We are often tempted in our waiting to imagine that God has turned His face away or that our empty arms mean His heart is hard toward us. But you must not reason so. The truth is far different and far better. Our Savior earned His brightest crown and His most tender titles by coming close to human sorrow. He is the Man of Sorrows and acquainted with grief, and that means He does not stand far off from you in this place of disappointment. He draws near to the brokenhearted with a peculiar nearness, binding up wounds as carefully as a mother bandaging her child. The world may not see your grief, but He sees it. The years may seem to mock your hope, but He has kept account of every prayer and every sigh.
Think for a moment of a ship in deep water. The passengers on deck see only the vast, empty sea and feel the loneliness of the horizon. But far below, in the quiet depths, the anchor has gripped a rock they cannot see. Your faith is that anchor now, and Christ is that Rock. You do not feel the hold, but it is there. The waiting does not mean nothing is happening. There is a work God often does in the dark, underground, before anything green appears above the soil. He may be doing something in you, in your husband, in your home, that will one day make sense of these years, even if that day is only in glory. For now, let it be enough that you are held.
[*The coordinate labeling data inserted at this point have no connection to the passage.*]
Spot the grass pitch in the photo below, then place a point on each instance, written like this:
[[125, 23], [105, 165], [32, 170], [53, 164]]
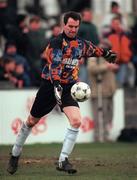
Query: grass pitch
[[94, 161]]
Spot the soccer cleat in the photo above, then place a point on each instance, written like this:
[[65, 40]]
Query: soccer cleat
[[66, 167], [13, 164]]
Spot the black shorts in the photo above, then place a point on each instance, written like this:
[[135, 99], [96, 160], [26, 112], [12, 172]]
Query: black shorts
[[45, 99]]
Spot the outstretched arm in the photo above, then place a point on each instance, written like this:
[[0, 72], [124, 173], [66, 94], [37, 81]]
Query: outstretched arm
[[95, 51]]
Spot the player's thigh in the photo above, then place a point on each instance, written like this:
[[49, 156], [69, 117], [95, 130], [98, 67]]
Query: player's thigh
[[74, 116], [44, 101]]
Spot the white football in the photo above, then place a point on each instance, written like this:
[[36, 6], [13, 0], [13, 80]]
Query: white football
[[80, 91]]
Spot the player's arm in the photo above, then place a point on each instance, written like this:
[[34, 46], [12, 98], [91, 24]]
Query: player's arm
[[93, 51]]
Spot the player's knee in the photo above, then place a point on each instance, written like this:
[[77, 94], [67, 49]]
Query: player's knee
[[31, 121]]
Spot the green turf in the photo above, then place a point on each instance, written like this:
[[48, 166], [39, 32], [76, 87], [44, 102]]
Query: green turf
[[95, 161]]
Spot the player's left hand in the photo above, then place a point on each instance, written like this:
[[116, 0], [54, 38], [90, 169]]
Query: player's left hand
[[110, 56], [58, 93]]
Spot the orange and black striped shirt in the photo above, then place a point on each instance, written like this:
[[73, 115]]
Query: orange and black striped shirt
[[62, 56]]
Cast yourself upon Him again. Not with a list of demands, but with the open hands of a child. He who spared not His own Son but gave Him up for us all, will He not with Him also freely give us all things? Your desire for a child is not a sinful thing; it is a natural, beautiful longing which He Himself planted in the human heart. Bring it to Him freshly, and leave it there. And while you wait, let His own presence be your portion. Jesus is better than the greatest earthly blessing, and He can satisfy the soul when every other cistern runs dry.
Let me pray with you now.
Lord Jesus, you who gathered the little ones into your arms and blessed them, look with tenderness upon your daughter. You know the years she has waited and the aching hope that will not quite go out. Draw near to her now and let her feel the warmth of your sympathy. Quiet her heart with your love. Give her strength for each new day, patience for the not-yet, and an unshakeable confidence that you do all things well. Whether you fill her arms with the child she longs for or give her a different story to live, grant her to know deep in her spirit that you are good and that your portion is sufficient. In your precious name, Amen.